Revision House, Las Vegas, Nevada

When The Department of Energy and Green Builder Media teamed up to give a glamorous 1963 mid-century modern home in Las Vegas a sustainability “facelift”, FilterPave was the Eco-Elegant xeriscaping pavement of choice.


Las Vegas is doubly blessed. Arguably Ground Zero for the U.S. housing and foreclosure crisis, it is also the national Poster Child for an increasingly scarce supply of fresh water. When the Department of Energy and Green Builder Media presented possible strategies for combating both with their 2010 Revision Las Vegas retrofit demonstration project, FilterPave was selected as the eco-elegant porous pavement of choice.

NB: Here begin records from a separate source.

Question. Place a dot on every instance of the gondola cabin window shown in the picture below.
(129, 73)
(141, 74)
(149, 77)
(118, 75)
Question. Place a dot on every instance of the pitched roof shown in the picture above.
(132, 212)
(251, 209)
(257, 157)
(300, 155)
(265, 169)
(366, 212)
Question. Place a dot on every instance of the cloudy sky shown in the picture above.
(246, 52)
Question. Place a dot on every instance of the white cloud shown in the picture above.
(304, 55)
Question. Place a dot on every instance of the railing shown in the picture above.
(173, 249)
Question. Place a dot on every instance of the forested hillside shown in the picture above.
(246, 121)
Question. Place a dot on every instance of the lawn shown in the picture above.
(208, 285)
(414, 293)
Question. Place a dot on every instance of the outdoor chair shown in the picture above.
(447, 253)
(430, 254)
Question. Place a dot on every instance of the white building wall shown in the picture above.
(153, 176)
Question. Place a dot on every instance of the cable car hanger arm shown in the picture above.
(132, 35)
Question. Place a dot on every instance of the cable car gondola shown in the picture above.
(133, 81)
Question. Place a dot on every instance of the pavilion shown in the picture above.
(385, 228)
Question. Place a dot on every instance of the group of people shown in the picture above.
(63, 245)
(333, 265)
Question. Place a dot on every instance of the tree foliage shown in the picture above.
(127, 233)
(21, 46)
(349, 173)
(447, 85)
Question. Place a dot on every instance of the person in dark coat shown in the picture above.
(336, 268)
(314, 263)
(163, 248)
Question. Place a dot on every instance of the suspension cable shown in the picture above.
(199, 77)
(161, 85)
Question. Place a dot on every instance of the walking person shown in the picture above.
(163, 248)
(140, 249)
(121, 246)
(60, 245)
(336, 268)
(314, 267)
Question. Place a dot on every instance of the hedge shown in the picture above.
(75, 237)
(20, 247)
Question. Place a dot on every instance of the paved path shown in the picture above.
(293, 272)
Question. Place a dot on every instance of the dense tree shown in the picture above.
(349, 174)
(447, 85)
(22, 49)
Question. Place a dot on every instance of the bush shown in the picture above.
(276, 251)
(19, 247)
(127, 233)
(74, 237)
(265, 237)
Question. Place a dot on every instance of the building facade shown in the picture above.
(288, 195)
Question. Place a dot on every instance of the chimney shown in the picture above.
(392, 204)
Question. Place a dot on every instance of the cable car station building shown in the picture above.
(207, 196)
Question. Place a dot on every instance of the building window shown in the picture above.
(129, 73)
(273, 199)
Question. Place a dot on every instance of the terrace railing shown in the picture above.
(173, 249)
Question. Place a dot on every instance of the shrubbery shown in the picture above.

The project focused on transforming a mid-20th century modern architectural relic into an example of present day best practices in sustainable remodeling.


The existing hardscaping told a hard scrabble story. It was clear that time, temperature and climate had not been a friend to the original circular concrete driveway. It was cracking and crumbling from years of expansion and contraction caused by the dessert’s beating sun and dramatically cooler dessert nights. Over the years stormwater had runoff the impervious concrete surface, eroding the underlying foundations.

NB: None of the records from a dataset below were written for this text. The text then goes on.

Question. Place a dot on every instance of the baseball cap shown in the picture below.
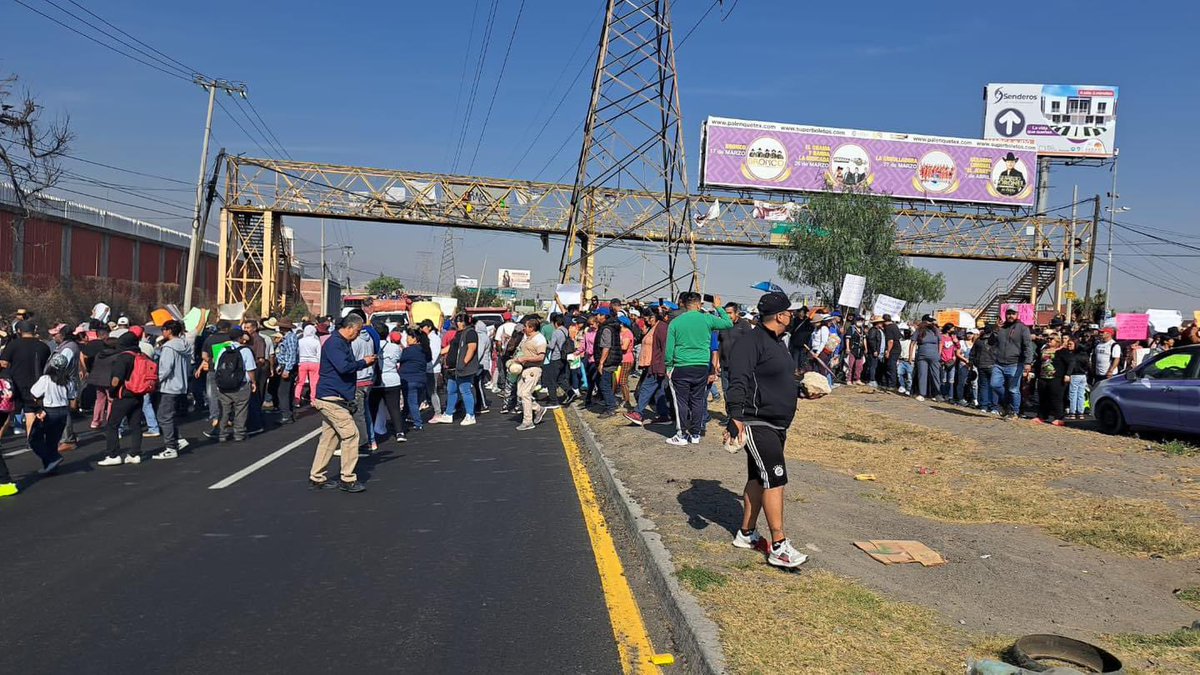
(773, 303)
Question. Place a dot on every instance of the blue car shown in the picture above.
(1162, 394)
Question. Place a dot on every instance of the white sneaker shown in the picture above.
(753, 541)
(51, 466)
(785, 555)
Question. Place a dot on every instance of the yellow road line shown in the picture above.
(628, 628)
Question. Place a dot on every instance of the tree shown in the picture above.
(384, 285)
(30, 151)
(851, 232)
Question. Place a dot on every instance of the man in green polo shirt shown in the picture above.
(689, 360)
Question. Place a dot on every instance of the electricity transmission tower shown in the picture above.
(633, 139)
(445, 275)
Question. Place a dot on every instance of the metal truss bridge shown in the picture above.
(259, 193)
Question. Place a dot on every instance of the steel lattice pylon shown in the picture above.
(633, 137)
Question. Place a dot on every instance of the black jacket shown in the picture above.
(762, 380)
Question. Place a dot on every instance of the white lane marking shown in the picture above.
(235, 477)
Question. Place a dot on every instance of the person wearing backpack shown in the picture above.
(130, 377)
(235, 384)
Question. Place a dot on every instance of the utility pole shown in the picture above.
(193, 250)
(324, 273)
(1091, 252)
(1071, 252)
(1113, 223)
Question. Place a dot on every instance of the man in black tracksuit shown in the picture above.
(761, 404)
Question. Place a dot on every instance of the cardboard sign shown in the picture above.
(1133, 326)
(888, 305)
(1024, 312)
(1164, 320)
(852, 291)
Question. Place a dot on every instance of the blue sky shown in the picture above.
(378, 84)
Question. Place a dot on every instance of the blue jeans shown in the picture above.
(984, 382)
(653, 387)
(1078, 387)
(604, 382)
(1007, 378)
(415, 395)
(460, 387)
(148, 412)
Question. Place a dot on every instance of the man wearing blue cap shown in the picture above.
(606, 356)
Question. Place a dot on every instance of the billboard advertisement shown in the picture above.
(1077, 120)
(810, 159)
(513, 279)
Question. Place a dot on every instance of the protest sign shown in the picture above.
(888, 305)
(1024, 312)
(852, 291)
(1133, 326)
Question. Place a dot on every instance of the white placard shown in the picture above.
(852, 291)
(888, 305)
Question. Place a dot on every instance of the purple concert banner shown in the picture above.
(809, 159)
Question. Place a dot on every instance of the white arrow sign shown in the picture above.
(1008, 119)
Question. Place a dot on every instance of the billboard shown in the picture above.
(513, 279)
(810, 159)
(1078, 120)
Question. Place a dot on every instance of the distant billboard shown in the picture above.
(810, 159)
(1078, 120)
(513, 279)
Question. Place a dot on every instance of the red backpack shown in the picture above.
(144, 377)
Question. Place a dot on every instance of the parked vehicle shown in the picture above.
(1162, 394)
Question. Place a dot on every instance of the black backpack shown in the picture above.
(231, 370)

In addition to selecting native plants that needed no extra irrigation, the landscape designer for the project, Bill Bennett, opted for a straight drive into the carport and a wide set of FilterPave pervious and temperature-flexing steps, driveway and walking paths instead. To echo the mid-century architectural them, Bennet designed a cubic patterns using the pour-in-place FilterPave to reflect the geometric detailing of the home.

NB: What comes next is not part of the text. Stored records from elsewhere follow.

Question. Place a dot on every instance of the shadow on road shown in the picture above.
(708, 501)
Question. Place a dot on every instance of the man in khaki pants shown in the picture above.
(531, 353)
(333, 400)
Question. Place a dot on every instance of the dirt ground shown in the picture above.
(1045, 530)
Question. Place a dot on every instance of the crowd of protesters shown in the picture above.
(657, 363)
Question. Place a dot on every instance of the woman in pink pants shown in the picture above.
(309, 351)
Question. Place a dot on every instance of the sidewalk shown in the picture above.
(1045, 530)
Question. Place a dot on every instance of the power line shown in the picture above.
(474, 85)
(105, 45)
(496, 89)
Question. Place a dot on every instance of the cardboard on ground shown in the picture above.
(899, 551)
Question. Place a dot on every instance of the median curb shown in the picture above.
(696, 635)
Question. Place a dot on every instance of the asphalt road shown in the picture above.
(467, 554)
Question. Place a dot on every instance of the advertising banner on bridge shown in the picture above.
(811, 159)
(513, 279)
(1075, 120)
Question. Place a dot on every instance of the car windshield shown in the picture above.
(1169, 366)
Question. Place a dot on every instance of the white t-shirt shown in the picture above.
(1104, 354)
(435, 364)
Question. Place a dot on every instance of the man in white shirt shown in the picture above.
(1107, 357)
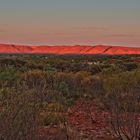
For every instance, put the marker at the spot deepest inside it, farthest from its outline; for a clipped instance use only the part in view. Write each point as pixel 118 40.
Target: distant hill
pixel 98 49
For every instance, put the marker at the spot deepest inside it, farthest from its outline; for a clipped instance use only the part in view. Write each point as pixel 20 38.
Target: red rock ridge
pixel 98 49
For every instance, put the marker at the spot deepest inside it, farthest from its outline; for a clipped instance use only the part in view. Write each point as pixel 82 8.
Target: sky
pixel 70 22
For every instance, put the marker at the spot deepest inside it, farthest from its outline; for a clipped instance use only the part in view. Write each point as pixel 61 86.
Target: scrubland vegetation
pixel 41 97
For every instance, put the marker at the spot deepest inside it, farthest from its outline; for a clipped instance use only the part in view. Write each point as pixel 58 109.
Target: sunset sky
pixel 51 22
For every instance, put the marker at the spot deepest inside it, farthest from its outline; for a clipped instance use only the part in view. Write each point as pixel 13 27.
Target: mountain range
pixel 77 49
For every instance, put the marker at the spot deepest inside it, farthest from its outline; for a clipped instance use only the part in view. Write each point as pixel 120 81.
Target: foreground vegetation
pixel 37 91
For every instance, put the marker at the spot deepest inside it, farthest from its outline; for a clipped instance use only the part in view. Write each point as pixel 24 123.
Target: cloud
pixel 97 28
pixel 2 31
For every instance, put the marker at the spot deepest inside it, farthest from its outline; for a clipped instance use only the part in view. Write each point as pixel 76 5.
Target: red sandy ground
pixel 86 120
pixel 98 49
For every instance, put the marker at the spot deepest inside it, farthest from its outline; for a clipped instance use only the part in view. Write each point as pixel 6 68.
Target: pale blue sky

Since 2010, the FilterPave pervious paving system installed there continues to allow stormwater to trickle back into the ground with no signs of erosion, cracking or gullies.

Two types of FilterPave were selected for the project—FILTERPAVE®, Glass Series in Sapphire Blue, which complimented the home’s turquoise color palette, and the FilterPave Stone series using a 3/4 inch granite aggregate, used in a checkerboard pattern in tandem with squares of draught resistant grass.


The result: All who visit feel welcomed home, including the precious desert rain.